What makes this a non-trivial rant is that there is significant cost to extra complexity. In my experience, only the most adept of the technical team would be able to transcribe such a formula without error. Others not directly familiar with the context, such as managers or computer programmers, are prone to transcription errors. But, most perversely, if I were to see such a formula presented by an intermediary – say, for example, as part of a computer program – I would assume strongly that a transcription error had been made because the logic of the formula fails the “sanity test”.
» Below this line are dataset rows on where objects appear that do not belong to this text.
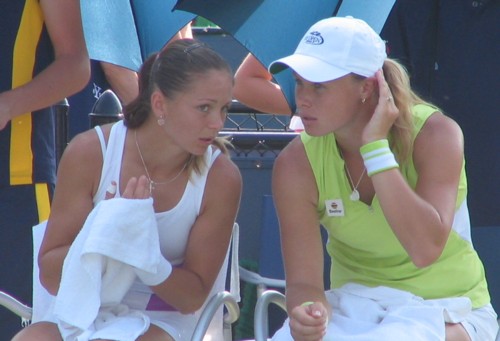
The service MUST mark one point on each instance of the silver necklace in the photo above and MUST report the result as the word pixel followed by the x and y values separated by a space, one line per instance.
pixel 152 183
pixel 354 196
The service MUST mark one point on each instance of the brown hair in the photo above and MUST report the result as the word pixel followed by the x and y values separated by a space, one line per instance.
pixel 172 71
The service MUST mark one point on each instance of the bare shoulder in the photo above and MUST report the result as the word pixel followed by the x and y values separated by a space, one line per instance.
pixel 292 161
pixel 225 171
pixel 83 159
pixel 440 131
pixel 440 141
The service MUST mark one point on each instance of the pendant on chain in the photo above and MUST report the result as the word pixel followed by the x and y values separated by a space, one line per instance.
pixel 354 195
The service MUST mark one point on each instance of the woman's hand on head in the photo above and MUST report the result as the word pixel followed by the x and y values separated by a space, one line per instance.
pixel 308 322
pixel 385 113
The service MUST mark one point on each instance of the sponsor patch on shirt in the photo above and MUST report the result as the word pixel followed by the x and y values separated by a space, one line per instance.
pixel 334 207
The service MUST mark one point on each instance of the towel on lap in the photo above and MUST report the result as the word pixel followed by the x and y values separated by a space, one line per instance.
pixel 362 313
pixel 118 242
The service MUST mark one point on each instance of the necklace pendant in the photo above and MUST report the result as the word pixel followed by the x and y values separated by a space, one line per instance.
pixel 354 195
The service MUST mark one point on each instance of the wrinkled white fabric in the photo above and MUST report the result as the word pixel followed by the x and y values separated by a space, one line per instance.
pixel 362 313
pixel 118 241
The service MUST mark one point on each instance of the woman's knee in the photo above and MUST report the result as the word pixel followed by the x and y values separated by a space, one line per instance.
pixel 456 332
pixel 41 331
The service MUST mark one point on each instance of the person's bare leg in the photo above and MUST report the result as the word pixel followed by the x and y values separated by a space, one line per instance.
pixel 42 331
pixel 456 332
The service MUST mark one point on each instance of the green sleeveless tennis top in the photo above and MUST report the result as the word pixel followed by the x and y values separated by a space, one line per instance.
pixel 364 249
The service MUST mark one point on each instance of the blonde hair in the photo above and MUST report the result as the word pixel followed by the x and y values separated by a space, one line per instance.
pixel 401 134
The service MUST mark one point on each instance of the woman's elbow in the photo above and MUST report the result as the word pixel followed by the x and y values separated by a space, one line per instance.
pixel 426 257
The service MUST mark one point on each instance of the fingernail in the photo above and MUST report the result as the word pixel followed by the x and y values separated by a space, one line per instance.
pixel 112 188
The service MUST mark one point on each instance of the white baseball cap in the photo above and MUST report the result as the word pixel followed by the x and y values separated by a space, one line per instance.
pixel 335 47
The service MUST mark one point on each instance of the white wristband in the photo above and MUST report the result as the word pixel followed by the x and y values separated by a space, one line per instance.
pixel 378 157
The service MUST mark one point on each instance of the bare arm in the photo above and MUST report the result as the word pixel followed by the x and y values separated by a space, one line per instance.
pixel 301 241
pixel 77 181
pixel 254 87
pixel 68 73
pixel 422 218
pixel 187 287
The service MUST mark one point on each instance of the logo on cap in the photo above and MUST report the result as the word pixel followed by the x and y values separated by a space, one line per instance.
pixel 314 38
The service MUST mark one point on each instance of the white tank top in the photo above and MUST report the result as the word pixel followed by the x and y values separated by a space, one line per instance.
pixel 175 224
pixel 174 227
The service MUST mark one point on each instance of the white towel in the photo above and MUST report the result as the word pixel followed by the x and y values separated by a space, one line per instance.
pixel 118 242
pixel 362 313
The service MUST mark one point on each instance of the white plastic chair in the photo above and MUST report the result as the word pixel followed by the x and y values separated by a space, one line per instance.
pixel 209 318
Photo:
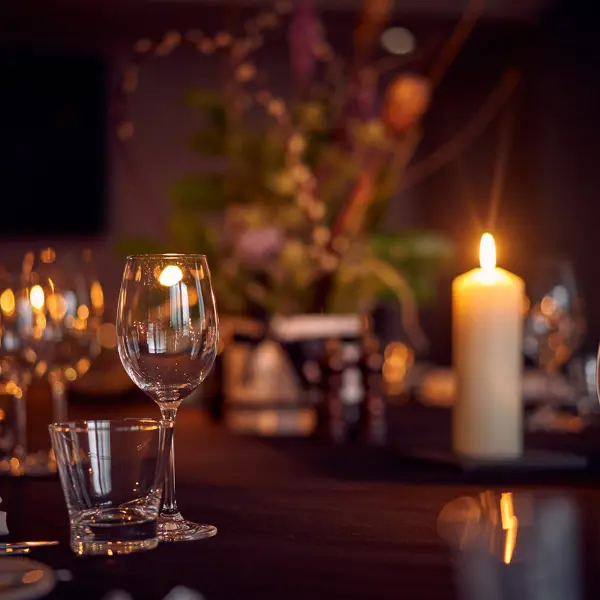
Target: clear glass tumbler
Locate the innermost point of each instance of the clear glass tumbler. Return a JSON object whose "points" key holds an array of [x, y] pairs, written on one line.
{"points": [[112, 474]]}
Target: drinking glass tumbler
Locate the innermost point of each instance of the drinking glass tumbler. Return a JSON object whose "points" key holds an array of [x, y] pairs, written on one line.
{"points": [[112, 475]]}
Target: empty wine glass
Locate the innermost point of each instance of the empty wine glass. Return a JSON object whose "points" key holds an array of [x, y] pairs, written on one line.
{"points": [[168, 333], [17, 362], [554, 329]]}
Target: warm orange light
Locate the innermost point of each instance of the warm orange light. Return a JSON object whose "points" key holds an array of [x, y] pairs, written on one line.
{"points": [[36, 297], [510, 524], [83, 366], [487, 252], [83, 312], [97, 297], [7, 302], [170, 275], [57, 306]]}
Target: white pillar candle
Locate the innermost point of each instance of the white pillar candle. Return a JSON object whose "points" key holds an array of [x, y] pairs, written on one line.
{"points": [[487, 322]]}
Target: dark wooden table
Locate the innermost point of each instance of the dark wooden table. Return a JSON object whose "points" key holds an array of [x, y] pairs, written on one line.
{"points": [[296, 519]]}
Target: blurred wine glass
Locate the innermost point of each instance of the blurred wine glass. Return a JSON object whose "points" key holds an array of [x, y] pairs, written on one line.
{"points": [[554, 328], [67, 308], [17, 362]]}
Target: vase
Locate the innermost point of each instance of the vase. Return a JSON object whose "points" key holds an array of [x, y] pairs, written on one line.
{"points": [[273, 374]]}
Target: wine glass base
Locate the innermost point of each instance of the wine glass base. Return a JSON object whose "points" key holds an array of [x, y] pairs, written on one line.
{"points": [[174, 528]]}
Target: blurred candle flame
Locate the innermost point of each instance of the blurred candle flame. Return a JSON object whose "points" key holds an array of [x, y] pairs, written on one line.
{"points": [[36, 297], [509, 524], [7, 302]]}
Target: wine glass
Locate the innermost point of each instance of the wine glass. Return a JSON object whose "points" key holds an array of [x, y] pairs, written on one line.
{"points": [[17, 361], [168, 334], [554, 328], [68, 304]]}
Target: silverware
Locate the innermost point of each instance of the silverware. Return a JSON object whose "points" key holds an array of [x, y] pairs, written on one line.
{"points": [[12, 546]]}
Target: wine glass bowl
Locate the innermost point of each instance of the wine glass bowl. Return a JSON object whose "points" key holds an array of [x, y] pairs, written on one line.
{"points": [[168, 334]]}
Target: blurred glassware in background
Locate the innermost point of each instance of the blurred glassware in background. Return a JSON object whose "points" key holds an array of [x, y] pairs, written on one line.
{"points": [[17, 362], [554, 328], [50, 319], [68, 304]]}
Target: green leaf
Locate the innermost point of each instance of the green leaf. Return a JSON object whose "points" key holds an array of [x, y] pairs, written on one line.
{"points": [[191, 233], [199, 192], [409, 246], [419, 255]]}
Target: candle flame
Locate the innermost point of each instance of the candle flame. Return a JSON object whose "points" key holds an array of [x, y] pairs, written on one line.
{"points": [[170, 275], [487, 252]]}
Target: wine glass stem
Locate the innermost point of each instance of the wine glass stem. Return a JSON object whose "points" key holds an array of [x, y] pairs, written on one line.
{"points": [[21, 422], [169, 506]]}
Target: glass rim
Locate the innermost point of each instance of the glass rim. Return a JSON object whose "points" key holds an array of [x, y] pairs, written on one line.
{"points": [[166, 255], [119, 425]]}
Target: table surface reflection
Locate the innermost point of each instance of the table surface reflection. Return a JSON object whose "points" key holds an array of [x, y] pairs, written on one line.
{"points": [[296, 519]]}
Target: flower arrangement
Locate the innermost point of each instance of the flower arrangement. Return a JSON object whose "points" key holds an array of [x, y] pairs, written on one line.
{"points": [[291, 217]]}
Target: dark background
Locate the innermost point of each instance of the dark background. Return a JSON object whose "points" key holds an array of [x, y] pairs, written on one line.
{"points": [[64, 178]]}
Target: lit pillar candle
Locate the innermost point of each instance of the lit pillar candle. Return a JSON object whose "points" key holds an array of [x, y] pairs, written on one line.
{"points": [[487, 323]]}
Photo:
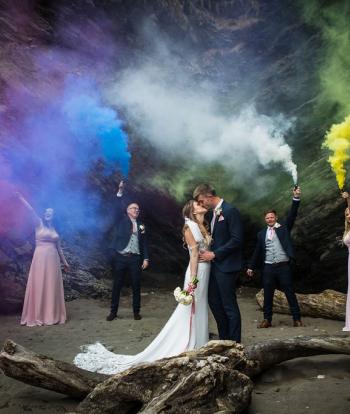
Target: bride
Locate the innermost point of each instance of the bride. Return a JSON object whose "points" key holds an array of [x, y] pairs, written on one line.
{"points": [[187, 327]]}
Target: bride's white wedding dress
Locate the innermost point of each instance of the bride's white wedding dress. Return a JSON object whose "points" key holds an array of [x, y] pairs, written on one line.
{"points": [[185, 330]]}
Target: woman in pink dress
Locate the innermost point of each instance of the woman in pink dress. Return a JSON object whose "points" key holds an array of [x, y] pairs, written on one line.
{"points": [[346, 241], [44, 298]]}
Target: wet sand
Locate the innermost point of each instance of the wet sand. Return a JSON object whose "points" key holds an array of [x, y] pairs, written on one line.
{"points": [[315, 385]]}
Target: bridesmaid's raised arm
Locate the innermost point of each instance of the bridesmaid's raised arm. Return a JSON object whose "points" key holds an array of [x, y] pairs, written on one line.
{"points": [[30, 209]]}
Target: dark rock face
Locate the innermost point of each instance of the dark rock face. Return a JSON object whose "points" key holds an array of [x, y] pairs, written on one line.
{"points": [[269, 41]]}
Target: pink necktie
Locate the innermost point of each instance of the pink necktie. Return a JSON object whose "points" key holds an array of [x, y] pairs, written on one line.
{"points": [[271, 233]]}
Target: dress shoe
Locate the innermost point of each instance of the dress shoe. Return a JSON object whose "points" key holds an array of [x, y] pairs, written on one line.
{"points": [[137, 316], [264, 324], [111, 316]]}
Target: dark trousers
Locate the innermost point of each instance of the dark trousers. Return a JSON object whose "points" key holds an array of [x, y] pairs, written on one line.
{"points": [[121, 265], [279, 276], [223, 304]]}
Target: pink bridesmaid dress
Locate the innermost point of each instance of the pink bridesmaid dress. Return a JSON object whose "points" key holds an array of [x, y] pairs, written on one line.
{"points": [[347, 315], [44, 297]]}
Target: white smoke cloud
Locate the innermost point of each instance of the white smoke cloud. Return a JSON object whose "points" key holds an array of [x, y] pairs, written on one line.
{"points": [[182, 118]]}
Much as I admire maths, a Basel implementation is fraught with thousands of small hurdles (OK and big ones), and we owe it to the business community to adopt pragmatic standards.    

An important basic concept in default analytics is “exposed to risk” by which we mean risk of going into default unless otherwise specified (one might otherwise be studying risk/propensity of churn, cross-sell etc.)

Abbreviated ETR in this note but AFAIK this isn’t common so won’t be added to the abbreviations list.

Often probabilities are estimated by dividing the number of events that did happen by the number of events that could have happened, and ETR is basically that italicised bit i.e. the denominator of the fraction. The ‘hazards’ and risk PDs of default analytics are just special cases of this situation.

A typical setting is when building an Application PD model: the modelling mart will have some number of accounts that started out at open date (MOB=0), and a certain target OW of (say) 24 months; at the simplest level all the accounts are ETR of going into default within the OW.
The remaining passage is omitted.